Our study of learning and memory provided other insights into learning differences in NS as well. First, we found that verbal memory was, on average, stronger than nonverbal (visual) memory and working memory. Working memory is the ability to hold information in mind for short periods while using it. Children with NS generally performed more poorly compared to the normative population on working memory tests. We also found that children with NS remembered information better when it was provided in a contextual format (e.g., stories) than when it was presented in a rote format (e.g., a list of unrelated words).
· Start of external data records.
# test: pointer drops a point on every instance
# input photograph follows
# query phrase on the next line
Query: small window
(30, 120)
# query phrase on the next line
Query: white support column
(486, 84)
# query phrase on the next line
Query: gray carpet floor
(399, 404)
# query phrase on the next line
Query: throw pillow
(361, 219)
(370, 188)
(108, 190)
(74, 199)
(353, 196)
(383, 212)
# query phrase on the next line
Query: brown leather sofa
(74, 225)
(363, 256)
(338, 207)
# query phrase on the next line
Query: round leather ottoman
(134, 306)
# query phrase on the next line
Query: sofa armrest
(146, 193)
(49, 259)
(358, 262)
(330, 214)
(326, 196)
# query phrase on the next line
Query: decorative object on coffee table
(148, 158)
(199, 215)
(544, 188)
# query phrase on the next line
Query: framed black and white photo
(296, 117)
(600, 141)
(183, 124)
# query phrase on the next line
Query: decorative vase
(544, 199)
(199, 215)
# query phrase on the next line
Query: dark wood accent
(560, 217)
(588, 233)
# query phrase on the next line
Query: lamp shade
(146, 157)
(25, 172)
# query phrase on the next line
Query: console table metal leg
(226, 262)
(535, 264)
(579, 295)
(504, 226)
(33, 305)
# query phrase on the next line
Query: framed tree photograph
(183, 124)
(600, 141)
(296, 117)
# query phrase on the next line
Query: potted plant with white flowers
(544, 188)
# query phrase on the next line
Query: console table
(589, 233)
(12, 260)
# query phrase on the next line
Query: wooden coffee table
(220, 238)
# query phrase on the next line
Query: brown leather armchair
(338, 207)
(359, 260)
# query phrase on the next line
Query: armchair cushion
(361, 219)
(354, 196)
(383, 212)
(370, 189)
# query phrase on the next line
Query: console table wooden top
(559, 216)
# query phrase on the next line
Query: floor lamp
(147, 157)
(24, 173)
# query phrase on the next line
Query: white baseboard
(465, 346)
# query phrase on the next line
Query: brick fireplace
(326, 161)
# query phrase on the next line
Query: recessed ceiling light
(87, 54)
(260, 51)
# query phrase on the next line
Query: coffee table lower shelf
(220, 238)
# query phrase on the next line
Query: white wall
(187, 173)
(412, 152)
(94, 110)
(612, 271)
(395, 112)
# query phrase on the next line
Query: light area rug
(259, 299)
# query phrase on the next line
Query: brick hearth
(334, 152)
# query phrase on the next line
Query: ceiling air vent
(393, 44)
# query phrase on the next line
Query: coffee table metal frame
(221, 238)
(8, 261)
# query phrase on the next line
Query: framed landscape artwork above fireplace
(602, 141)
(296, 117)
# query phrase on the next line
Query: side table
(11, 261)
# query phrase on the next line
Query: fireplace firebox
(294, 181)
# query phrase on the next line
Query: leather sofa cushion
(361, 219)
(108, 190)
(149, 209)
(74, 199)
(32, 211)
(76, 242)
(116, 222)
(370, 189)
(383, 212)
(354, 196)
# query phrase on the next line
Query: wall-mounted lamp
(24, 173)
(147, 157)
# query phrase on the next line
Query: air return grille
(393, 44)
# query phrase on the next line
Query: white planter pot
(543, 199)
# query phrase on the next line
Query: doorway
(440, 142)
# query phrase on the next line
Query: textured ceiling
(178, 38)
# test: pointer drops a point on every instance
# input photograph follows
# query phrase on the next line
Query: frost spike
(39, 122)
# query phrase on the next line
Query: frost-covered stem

Performance of children with NS on the standardized battery of memory and learning tasks is depicted below.

Performance of 29 children and adolescents with NS on subtests of the Wide Range Assessment of Memory and Learning, Second Edition (WRAML2).

If you are interested in learning more about neuropsychological functioning in individuals with Noonan syndrome, you may be interested in this review article! You can download it free from the publisher website.

Cardiofaciocutaneous syndrome research

Cardiofaciocutaneous syndrome (CFC), a rare RASopathy, is characterized by anomalies in the heart (cardio-), face (facio-) and skin (-cutaneous), as well as other bodily systems. Neurological impairments (e.g., hypotonia, seizures, macrocephaly) are common in CFC syndrome, as well as intellectual disability. Four different genes have been found to be associated with CFC (BRAF, MEK1, MEK2, and KRAS). The large majority of individuals with CFC (80-90%) have a mutation in the BRAFgene. Some of our past research on adaptive behavior in the RASopathies has included data pertaining to individuals with CFC syndrome.

There is a great need to better characterize the range of neuropsychological and behavioral functioning in CFC syndrome. In particular, little is know regarding social and emotional skills and challenges. In collaboration with Melinda Wolford at Youngstown State University, Dr. Pierpont recently conducted a study to investigate risk and protective factors that contribute to behavioral outcomes in this population. This study found that behavioral concerns in children with CFC, such as problems with focus/attention, withdrawn behaviors, aggressive behaviors or symptoms of anxiety, were highly related to problems with sensory modulation. In other words, children with CFC may engage in a number of behaviors to fulfill a sensory need or to avoid certain sensations that are overwhelming to them. This study also examined the relationship between behavioral and communication challenges and caregiver stress/well-being. Our results support a need for interventions to help families address functional communication barriers and concerns related to behavioral health.

Neurofibromatosis Type 1 research

Children and adolescents with neurofibromatosis type 1 (NF1) are at heightened risk for learning disabilities, attention difficulties and social-emotional challenges relative to same-aged peers. Our research group is currently conducting a study of social development in individuals with NF1 and Noonan syndrome. In particular, we are trying to understand which characteristics or behaviors contribute to poorer social competence in these populations and to design interventions to support better psychosocial adjustment in affected children. Dr. Pierpont and Dr. Hudock are developing an intervention curriculum for parents/caregivers of children with NF1 to help support families in coping with social-emotional concerns. We hope to make this intervention available to interested families in the near future!